Maybe we can come up with something else to stop this massive explosion of STD care and personally destructive health costs for women.
Does anyone actually believe it’s desirable to make extracurricular “just for kicks” sex free, easy, and without any personal responsibility for our children? Do our older, and should be wiser, liberal friends and their poster woman Ms. Fluke really want our children to stay on that path?
Here’s a question to ponder. Which of those 11 diseases do you want your children to have? Which ones do you want to have? Try not to choose the incurable ones.
Let’s quit making it “Hollywood cool” to glorify “practice” creating to our children, while at the same time turning a blind eye and accepting these horrible diseases as just another bump in the road. Perhaps it’s time to start focusing on the appropriate, God or nature-intended, and very real outcome of recreational and unprotected sex, which is a beautiful little child. And maybe, just maybe, it’s time for us to teach our children personal responsibility, self control, and, heaven forbid, abstinence.
Isn’t it better to fight the rampant explosion of disease in our children than to encourage disease behavior? Do our liberal friends really want to choose disease over personal responsibility? Unfortunately, I think they do. God help us.
Gordon Oswald, Kapa‘a
KIUC voter turnout
One of the sustainability indicators we track at The Kauaian Institute is the number of major rain events like the one we’ve had this week.
I was surprised to notice that the initial gusher a week ago Sunday had dumped 6.4 inches of rain, which turns out to be the second highest single-day rainfall since 2000. And Monday, we had six inches in one hour. We’re also seeing more thunderstorms. In recent years, we’ve averaged three thunderstorm events, and already this year we’ve had two, including this one that’s gone on for over a week now.

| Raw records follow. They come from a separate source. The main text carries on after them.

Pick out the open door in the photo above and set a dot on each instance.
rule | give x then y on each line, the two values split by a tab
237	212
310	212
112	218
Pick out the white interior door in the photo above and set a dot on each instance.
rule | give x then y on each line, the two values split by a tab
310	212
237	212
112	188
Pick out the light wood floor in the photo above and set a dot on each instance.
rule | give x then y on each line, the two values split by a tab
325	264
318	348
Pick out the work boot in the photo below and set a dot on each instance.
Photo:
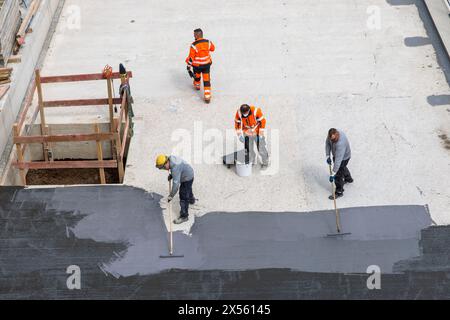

This is terrible timing, since stormy weather puts the kabosh on plans I made for voter turnout events with Pat Gegen and Karen Baldwin in our run for three seats on the KIUC board. Did you know that barely one in four co-op members voted last year? As we’ve been asking throughout this campaign: Whose co-op is it if you don’t vote?
Still, this is the only local election where you don’t have to leave home to vote, so folks now stuck in the house will hopefully take this extra ‘chill’ time to fill out their KIUC ballots.
It would be some kind of silver lining to be able to blame this storm for an unusually high KIUC voter turnout this year.